I was explaining to a developer today how Oracle doesn’t support auto-increment columns for IDs and how you have to implement your own. I wanted to point him to a tutorial but I found that most of the tutorials have PL/SQL code with unexplained side effects. So I thought I’d post some Oracle PL/SQL code that behaves just like a MySQL or PostgreSQL auto-increment column, but which also fixes the sequence number when an application provides its own ID number for a record, which is one place where MySQL and PostgreSQL autoincrement columns fail.
Step 1: Know the names of your tablespaces. Know which tablespace you want to use for your tables and which tablespace you want to use for your indexes. Don’t assume that Oracle is going to put the table in the right place. To get a list of available tablespaces:
select tablespace_name from user_tablespaces;
Step 2: Create your table. In this example the table is built in the tablespace TDATA and the primary key index is built in the tablespace INDX.
create table example ( id number not null, name varchar2(30), constraint example_pk primary key(id) using index tablespace INDX ) tablespace TDATA;
Note that by declaring the id column “not null” you can’t add a record with an empty ID field, ever.
Creating the primary key constraint on a separate line allows us to name the constraint, which can be handy when you’re looking through the data dictionary later on trying to figure out which constraint does what.
Step 3: Create a sequence. In this case I create an ID sequence that starts at 1 and goes on from there. If you want to start your ID sequence with a different number, or increment by some other amount, change these values.
create sequence example_id_seq start with 1 increment by 1;
Step 4: Create a trigger. This is what does the actual work setting the ID number. There are many ways to do this, here are two:
Method 1: Use a sequence-generated ID for all IDs.
create or replace trigger example_insert before insert on example for each row begin select example_id_seq.nextval into :new.id from dual; end; /
Method 1 will always use a sequence-generated ID no matter what. For example:
SQL> insert into example (id, name) values (100, 'Earl'); 1 row created. SQL> insert into example (name) values ('Cleopatra'); 1 row created. SQL> insert into example (name) values ('Frankenstein'); 1 row created. SQL> select * from example; ID NAME ---------- ------------------------------ 1 Earl 2 Cleopatra 3 Frankenstein
In this case the trigger-supplied ID 1 overwrote the user-supplied id 100.
Method 2: Allow users to supply their own IDs when they want to.
create or replace trigger example_insert before insert on example for each row declare max_id number; cur_seq number; begin if :new.id is null then -- No ID passed, get one from the sequence select example_id_seq.nextval into :new.id from dual; else -- ID was set via insert, so update the sequence select greatest(nvl(max(id),0), :new.id) into max_id from example; select example_id_seq.nextval into cur_seq from dual; while cur_seq < max_id loop select example_id_seq.nextval into cur_seq from dual; end loop; end if; end; /
Method 2 will use the sequence-generated ID if the insert statement doesn’t supply an ID, which is what MySQL and PostgreSQL do. It also updates the sequence so that the next value of the sequence won’t collide with IDs supplied by an insert statement.

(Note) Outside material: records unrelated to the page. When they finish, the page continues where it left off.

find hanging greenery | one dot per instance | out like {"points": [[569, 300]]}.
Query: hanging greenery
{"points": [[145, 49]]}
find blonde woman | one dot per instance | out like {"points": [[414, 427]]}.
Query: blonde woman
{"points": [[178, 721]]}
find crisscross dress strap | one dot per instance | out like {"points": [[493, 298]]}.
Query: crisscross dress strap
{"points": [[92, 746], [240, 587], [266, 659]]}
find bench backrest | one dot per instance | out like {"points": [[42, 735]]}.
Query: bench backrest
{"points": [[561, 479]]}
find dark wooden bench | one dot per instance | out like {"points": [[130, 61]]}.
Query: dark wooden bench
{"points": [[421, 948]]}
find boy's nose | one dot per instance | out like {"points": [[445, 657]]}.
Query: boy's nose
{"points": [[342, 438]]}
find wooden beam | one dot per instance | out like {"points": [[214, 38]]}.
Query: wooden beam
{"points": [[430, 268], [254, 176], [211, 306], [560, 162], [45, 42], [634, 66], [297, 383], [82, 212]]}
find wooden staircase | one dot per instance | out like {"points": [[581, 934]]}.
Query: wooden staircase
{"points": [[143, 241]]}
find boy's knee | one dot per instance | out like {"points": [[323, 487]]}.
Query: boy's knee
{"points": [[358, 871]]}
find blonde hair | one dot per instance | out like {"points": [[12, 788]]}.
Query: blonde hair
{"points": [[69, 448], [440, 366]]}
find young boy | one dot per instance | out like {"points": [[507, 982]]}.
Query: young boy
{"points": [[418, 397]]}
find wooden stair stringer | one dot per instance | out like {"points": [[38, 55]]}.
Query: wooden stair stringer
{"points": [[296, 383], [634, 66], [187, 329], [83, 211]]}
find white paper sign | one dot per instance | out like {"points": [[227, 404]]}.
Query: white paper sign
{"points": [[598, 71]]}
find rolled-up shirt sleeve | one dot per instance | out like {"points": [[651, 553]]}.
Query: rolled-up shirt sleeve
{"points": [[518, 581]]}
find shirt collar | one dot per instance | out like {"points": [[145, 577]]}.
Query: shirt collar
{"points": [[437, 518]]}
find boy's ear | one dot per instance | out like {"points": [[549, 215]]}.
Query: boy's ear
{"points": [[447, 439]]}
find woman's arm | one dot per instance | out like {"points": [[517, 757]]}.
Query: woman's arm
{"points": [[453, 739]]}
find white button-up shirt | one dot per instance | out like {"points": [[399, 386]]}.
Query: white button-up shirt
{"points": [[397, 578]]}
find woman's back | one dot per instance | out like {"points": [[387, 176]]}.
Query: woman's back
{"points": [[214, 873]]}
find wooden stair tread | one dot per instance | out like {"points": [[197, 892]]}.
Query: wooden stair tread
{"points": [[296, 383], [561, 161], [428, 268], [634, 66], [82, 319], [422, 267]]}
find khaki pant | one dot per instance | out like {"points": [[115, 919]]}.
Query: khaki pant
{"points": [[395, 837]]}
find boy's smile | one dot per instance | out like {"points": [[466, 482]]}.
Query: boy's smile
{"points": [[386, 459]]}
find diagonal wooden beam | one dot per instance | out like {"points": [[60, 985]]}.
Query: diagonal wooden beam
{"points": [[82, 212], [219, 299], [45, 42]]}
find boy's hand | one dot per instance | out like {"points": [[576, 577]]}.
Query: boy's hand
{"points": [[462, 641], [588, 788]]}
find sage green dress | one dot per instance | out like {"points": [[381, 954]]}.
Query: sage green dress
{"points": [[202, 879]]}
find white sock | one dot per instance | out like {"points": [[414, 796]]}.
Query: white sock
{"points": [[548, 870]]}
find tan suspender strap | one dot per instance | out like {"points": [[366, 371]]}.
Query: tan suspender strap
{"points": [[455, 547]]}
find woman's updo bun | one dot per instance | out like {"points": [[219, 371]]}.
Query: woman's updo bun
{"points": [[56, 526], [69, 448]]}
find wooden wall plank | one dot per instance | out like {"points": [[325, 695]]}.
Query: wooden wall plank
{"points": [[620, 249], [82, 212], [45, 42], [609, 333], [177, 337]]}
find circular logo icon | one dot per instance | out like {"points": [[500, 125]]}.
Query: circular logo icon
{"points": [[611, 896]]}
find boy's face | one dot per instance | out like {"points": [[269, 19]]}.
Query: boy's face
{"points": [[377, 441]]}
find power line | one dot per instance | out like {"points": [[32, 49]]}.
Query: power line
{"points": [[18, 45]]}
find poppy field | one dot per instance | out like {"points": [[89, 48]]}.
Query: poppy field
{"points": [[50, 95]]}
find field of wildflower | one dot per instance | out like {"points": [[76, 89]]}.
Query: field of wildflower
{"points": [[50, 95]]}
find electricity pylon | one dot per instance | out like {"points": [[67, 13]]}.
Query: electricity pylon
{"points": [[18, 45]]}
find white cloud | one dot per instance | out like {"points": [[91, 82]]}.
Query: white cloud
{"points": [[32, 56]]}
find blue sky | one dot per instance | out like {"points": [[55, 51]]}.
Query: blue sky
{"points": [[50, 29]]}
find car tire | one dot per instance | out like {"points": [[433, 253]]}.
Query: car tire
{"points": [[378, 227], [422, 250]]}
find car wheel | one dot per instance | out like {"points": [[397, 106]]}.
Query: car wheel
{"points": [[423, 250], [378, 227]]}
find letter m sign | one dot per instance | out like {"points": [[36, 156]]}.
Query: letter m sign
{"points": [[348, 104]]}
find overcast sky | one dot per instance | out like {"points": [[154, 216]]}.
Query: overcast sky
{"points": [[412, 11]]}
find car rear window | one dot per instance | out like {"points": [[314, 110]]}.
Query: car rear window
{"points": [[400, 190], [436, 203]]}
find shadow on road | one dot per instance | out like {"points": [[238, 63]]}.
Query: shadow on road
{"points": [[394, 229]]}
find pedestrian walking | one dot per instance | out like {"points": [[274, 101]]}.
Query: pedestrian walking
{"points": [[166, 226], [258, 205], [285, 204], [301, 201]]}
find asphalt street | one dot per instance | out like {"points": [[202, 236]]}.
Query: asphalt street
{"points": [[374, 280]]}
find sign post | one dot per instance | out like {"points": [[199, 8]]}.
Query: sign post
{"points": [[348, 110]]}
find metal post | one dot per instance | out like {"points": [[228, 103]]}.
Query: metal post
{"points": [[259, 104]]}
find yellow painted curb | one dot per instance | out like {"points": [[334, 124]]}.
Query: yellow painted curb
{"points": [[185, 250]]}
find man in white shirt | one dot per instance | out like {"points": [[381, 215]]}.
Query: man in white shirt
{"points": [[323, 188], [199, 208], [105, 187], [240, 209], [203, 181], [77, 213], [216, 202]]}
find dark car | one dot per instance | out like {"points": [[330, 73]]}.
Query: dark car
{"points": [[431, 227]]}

For example, let’s say I’m using Trigger Method 2 and just loaded the table with a bunch of old data, including old ID numbers.
SQL> delete from example; 3 rows deleted. SQL> insert into example (id, name) values (200, 'Cleopatra'); 1 row created. SQL> insert into example (id, name) values (300, 'Frankenstein'); 1 row created. SQL> insert into example (name) values ('Earl'); 1 row created. SQL> select * from example; ID NAME ---------- ------------------------------ 200 Cleopatra 300 Frankenstein 301 Earl
The last record added gets an ID of 301.